Many nodding thoughts. My food issues are completely strange (canned tomatoes?) and I don’t fall into any groups that are socially recognised (except maybe – ‘not spicy stuff’) so I don’t get food policing very often. (I sometimes get the other way – ‘are you sure you don’t want beer/soft drink with your pizza?’ – when that’s one of my few almost guaranteed issues) But I totally experience the ‘sometimes food works and sometimes it doesn’t’ thing as well as a ‘sometimes I know it won’t work and I just want it anyway’ thing. Stomachs are strange things.
Do you also get people going, “Oh, you just need to be more adventurous with spicy food!” with an implicit side of “And avoiding spicy food is totes racist!”?
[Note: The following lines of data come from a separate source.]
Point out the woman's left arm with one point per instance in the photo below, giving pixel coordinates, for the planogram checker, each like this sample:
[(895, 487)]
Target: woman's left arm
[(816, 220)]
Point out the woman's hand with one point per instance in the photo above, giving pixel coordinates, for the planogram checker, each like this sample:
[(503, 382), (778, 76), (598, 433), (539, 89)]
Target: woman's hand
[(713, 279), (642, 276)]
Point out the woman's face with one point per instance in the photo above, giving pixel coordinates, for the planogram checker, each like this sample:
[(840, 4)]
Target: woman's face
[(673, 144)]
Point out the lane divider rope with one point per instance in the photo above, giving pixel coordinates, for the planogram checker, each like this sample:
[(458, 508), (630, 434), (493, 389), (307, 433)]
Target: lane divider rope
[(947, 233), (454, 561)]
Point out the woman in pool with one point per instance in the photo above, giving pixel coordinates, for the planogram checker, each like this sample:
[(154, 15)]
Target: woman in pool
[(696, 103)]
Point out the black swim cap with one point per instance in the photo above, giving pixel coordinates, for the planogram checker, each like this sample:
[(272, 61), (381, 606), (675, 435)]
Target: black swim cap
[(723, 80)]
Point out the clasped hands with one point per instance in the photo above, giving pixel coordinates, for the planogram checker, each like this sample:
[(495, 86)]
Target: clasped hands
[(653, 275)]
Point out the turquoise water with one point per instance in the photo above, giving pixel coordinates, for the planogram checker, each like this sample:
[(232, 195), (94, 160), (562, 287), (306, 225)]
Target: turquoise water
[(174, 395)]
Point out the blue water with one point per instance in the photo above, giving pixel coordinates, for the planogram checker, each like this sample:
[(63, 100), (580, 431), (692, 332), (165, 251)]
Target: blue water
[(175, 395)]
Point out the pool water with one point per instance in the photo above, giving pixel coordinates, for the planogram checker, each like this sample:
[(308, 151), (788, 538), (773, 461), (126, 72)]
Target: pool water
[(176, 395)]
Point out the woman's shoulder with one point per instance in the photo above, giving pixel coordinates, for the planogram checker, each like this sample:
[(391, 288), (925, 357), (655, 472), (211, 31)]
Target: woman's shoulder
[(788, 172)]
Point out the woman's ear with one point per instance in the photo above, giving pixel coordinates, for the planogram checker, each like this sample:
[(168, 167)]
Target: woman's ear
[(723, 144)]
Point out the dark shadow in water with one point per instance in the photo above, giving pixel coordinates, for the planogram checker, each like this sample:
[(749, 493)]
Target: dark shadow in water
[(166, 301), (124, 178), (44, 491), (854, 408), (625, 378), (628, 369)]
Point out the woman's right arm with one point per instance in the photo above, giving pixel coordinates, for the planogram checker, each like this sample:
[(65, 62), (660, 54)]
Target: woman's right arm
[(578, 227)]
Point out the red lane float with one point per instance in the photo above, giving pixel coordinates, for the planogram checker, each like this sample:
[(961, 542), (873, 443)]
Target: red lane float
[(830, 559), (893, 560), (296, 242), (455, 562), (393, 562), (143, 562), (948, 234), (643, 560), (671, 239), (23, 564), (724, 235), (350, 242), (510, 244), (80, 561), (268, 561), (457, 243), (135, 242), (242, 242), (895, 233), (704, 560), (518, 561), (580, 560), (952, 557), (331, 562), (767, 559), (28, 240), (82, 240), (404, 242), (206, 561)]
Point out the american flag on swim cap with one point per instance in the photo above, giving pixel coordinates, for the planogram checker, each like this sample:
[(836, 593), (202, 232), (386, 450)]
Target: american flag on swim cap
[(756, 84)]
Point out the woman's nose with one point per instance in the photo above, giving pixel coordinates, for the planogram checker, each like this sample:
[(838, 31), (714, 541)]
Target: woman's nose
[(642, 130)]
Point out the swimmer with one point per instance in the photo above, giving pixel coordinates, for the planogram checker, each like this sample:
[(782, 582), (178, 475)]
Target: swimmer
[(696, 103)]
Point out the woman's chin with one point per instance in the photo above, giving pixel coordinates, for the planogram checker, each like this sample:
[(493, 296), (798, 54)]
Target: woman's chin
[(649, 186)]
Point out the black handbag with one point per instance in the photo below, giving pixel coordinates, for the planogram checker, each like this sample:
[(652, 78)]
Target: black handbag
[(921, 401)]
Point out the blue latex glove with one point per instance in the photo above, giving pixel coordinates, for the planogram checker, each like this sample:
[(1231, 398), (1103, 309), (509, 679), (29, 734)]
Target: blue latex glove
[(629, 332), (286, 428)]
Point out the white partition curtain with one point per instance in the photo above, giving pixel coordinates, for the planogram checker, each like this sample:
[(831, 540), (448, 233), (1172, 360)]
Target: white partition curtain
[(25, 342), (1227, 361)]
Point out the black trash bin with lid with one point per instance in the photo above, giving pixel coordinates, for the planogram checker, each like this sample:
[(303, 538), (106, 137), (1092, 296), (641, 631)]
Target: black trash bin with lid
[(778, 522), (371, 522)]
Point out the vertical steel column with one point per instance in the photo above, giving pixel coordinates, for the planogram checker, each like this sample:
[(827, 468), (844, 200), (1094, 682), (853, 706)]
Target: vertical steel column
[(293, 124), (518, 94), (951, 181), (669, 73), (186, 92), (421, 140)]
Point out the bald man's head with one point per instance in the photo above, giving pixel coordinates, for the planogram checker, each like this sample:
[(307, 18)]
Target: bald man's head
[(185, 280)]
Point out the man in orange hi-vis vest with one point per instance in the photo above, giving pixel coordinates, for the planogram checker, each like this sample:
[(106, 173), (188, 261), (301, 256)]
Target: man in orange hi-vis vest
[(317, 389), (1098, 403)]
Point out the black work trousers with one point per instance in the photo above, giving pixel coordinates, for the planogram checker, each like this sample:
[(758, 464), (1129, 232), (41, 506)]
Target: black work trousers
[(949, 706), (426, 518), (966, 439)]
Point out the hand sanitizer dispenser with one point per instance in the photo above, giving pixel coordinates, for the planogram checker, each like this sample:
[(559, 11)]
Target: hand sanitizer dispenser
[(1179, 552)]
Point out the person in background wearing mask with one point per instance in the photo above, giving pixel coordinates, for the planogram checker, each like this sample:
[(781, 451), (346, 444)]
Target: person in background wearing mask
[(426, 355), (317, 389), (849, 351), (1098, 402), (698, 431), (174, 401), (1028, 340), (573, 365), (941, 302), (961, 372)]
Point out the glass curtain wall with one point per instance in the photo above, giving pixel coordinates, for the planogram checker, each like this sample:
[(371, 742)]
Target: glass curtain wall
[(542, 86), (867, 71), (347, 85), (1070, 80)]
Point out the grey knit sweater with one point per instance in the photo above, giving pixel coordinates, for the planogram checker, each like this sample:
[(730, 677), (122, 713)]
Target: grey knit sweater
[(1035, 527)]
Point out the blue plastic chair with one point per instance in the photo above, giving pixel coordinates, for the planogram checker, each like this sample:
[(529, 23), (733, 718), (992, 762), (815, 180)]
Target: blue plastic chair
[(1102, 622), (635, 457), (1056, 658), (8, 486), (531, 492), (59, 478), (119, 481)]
Not so much around here – probably the upside of living in a place where most of the food is fairly bland (and the local sushi place clearly labels anything spicy, bless them). I think I’m also fortunate in reflux being a commonly heard of thing (though my particular type is more rare).
Oh dear, I apologize if I was food-policing you at continuum. I didn’t intend to.
Apology accepted; thank you.
i call it “halping”
Wait, let me explain. Amongst a large amount of my Perf friends, when someone says ‘thank you for halping,’ that’s code for ‘you’re not helping right now.’ It’s never occurred to me before now to be grateful that we have that shorthand.
Perf?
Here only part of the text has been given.